1話 扉
扉。それは、何かと何かの間に作り、それを遮断するものだ。
不可侵の領域というものもあるのかもしれない。
==================
これは、俺が中学2年生の頃の話だ。学校終わりに、オータニ先輩と朱雀の男3人でカラオケに来ていた。
「なぁ、なんか隣の部屋から感じるか?」
「隣の部屋ですか?」
特に何の異変も感じない。
「何も感じませんけど」
「朱雀は?」
「別に」
歌の合間に朱雀は答えた。
「そうか、ならそういうことか。

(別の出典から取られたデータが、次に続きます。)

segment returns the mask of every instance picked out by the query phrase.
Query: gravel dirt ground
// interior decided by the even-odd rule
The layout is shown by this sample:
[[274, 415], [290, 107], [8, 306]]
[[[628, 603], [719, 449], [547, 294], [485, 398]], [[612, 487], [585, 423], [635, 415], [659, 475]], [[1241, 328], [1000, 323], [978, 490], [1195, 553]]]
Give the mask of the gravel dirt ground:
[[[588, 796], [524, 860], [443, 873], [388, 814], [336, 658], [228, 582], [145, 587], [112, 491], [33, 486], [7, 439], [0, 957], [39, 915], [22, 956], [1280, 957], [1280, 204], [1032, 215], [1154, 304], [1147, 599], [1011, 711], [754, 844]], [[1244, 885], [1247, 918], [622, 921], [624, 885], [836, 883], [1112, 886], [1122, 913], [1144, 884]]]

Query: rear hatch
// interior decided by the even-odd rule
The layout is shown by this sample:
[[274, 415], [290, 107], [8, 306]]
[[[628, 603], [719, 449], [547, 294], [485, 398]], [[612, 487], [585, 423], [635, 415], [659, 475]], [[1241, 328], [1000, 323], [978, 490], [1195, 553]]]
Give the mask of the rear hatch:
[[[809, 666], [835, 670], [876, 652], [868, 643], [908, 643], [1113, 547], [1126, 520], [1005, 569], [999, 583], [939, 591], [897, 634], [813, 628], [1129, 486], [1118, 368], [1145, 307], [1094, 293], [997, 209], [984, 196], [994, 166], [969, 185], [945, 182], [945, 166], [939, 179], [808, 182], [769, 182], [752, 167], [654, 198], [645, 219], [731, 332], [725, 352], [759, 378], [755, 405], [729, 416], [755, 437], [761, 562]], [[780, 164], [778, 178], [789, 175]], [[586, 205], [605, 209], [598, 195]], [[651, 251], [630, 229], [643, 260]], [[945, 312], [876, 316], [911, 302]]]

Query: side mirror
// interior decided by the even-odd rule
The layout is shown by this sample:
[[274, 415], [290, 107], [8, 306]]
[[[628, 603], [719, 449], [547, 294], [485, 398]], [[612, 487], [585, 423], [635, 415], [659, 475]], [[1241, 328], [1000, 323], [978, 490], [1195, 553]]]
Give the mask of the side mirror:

自決!」
「ちょっと、俺たちにも教えて下さいよ!オータニ先輩」
「まぁ、端的に言う。この部屋から出るな」
「はぁ?どういうことですか?」
「多分、隣の部屋に霊がいる」
「霊ってどうしてですか?」
「わからん。感覚だけでなんの霊かわかるとか、一流じゃないから。胡散臭いおっさんじゃないから」
「で、なんで部屋からでちゃだめなんですか?」
「取り憑かれるぞ」
俺には何も感じられない。でも、オータニ先輩は一人ピリピリしている。
「大丈夫ですよ。別に」
俺は扉を開ける。すると───
「浅葱!閉めろ!」
「え?」
俺はオータニ先輩に怒鳴られて急いで扉を閉める。
「な...何があったんですか?」
「こっちに入ろうとしてくるんだよ!ほら!扉に!」
俺が扉の方を見ても何もいない。
「またまた、何もいませんよ」
「あぁ...そうだろうな...もう、中に入って来ちまったんだから...」
「え?」
「振り向くなよ?いいな?そのまま、ゆっくりドアを開けて外に出ろ。ゆっくりだ。今日は、全員で帰るぞ」
「えぇ?荷物は?」
「大丈夫だ。お前の荷物は持った。帰るぞ」
オータニ先輩は極度のケチなので、カラオケを中断するはずはない。危機が迫っていたのだ。
俺たちは店の外に出る。
「何が...いたんですか?」
「JKの幽霊だよ。死んだことに気付いていないやつ。いつどこで死んだのかわからないけど、死んだことに気付いていないっぽい。心霊現象が起こるぞ。別に俺はオカルトマニアじゃないんだ。嫌なんだよ、この体が」
オータニ先輩はそう呟く。その日は、そこで解散になった。
オータニは心霊現象とかが苦手です。でも、よく幽霊を見るそう。